Roasted Vegetable Pasta Primavera

A vibrant and healthy pasta dish featuring roasted vegetables and Italian flavors.
Prep Time 15 minutes
Cook Time 25 minutes
Total Time 40 minutes
Course Main Course
Cuisine Italian
Servings 4

Ingredients
  

  • 8 ounces pasta (penne or fusilli)
  • 1 whole zucchini, sliced into half-moons
  • 1 whole bell pepper (red or yellow), diced
  • 1 cup cherry tomatoes, halved
  • 1 cup broccoli florets
  • 1 whole carrot, sliced thinly
  • 3 tablespoons olive oil
  • 2 cloves garlic, minced
  • 1 teaspoon Italian seasoning
  • to taste salt and pepper
  • 0.25 cup grated Parmesan cheese (optional)
  • for garnish fresh basil leaves

Instructions
 

  • Preheat your oven to 425°F (220°C).
  • On a large baking sheet, arrange the sliced zucchini, bell pepper, cherry tomatoes, broccoli, and carrot.
  • Drizzle with 2 tablespoons of olive oil, sprinkle with Italian seasoning, garlic, salt, and pepper. Toss until all vegetables are evenly coated.
  • Roast the vegetables in the preheated oven for 20-25 minutes or until tender and slightly caramelized, tossing halfway through for even cooking.
  • Meanwhile, cook the pasta according to package instructions until al dente.
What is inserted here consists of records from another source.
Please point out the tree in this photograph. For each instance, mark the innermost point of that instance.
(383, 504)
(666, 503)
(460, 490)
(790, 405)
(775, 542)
Drain and set aside.
  • In a large skillet, add the roasted vegetables, cooked pasta, and the remaining tablespoon of olive oil. Toss to combine. If the mixture appears dry, you can add a splash of reserved pasta water.
  • Cook over medium heat for another 2-3 minutes to warm everything through, mixing in grated Parmesan cheese if using.
  • Taste and adjust for seasoning with additional salt and pepper if needed.
  • Serve hot, garnished with fresh basil leaves.

Notes

Feel free to customize the vegetables based on your preference.